The default weekly seasonality assumes that the pattern of weekly seasonality throughout the year is the same , But we expect the weekly seasonal pattern in the peak season 、 It's different from the off-season . We can use conditional seasonality to construct separate weekly seasonality in peak season and off season .
First , We add a Boolean column to the data frame , Indicate whether each date is in the peak season or the off-season :
is_nfl_season <- function(ds) { dates <- as.Date(ds) # Each element is similar to "2016-01-15" month <- as.numeric(format(dates, '%m')) # format(dates, '%m') Returns the month of character type # as.numeric Convert to numbers return(month > 8 | month < 2) } # Declare a function , If in 8 After month , Two months ago , That's it True, It is False
df$on_season <- is_nfl_season(df$ds) df$off_season <- !is_nfl_season(df$ds)

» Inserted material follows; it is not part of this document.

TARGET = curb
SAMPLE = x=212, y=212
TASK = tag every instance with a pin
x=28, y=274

Then we disable the built-in weekly seasonality , And replace it with two weekly Seasonalities that specify these columns as conditions .
This means that seasonality only applies to condition_name As a True Date .
We must also add this column to the future data frame we are predicting .
m <- prophet(weekly.seasonality=FALSE) m <- add_seasonality(m, name='weekly_on_season', period=7, fourier.order=3, condition.name='on_season') m <- add_seasonality(m, name='weekly_off_season', period=7, fourier.order=3, condition.name='off_season') m <- fit.prophet(m, df) future$on_season <- is_nfl_season(future$ds) future$off_season <- !is_nfl_season(future$ds) forecast <- predict(m, future) prophet_plot_components(m, forecast)
Now? , Both seasonality are shown in the component diagram above . We can see , During peak season , There is a sharp increase on Sunday and Monday , In the off-season, there is no .
5.5 Specify seasonal scale
Like holidays , Seasonality also has a scale seasonality_prior_scale
m <- add_seasonality(
m,
name='weekly',
period=7,
fourier.order=3,
prior.scale=0.1)
6 Multiplicative seasonality
By default ,Prophet Fitting addition seasonality , This means adding seasonal influences to the trend to get predictions
Let's look at a situation , As shown in the figure below , This time series has an obvious annual cycle , But the predicted seasonality is too large at the beginning and too small at the end of the time series . In this time series , Seasonality is not Prophet Assumed constant addition factor , It grows with the trend . This is seasonal multiplication .
Prophet You can set seasonality_mode='multiplicative' To fit the seasonality of multiplication :
m <- prophet(df, seasonality.mode = 'multiplicative')
Use seasonality_mode='multiplicative', The holiday effect will also be modeled as multiplication .
By default , Any added seasonality will be set to seasonality_mode, But you can specify mode='additive' or mode='multiplicative' Override... As a parameter
m <- prophet(seasonality.mode = 'multiplicative') m <- add_seasonality(m, 'quarterly', period = 91.25, fourier.order = 8, mode = 'additive')
7 Uncertainty interval
By default ,Prophet The forecast will be returned yhat The uncertainty interval of .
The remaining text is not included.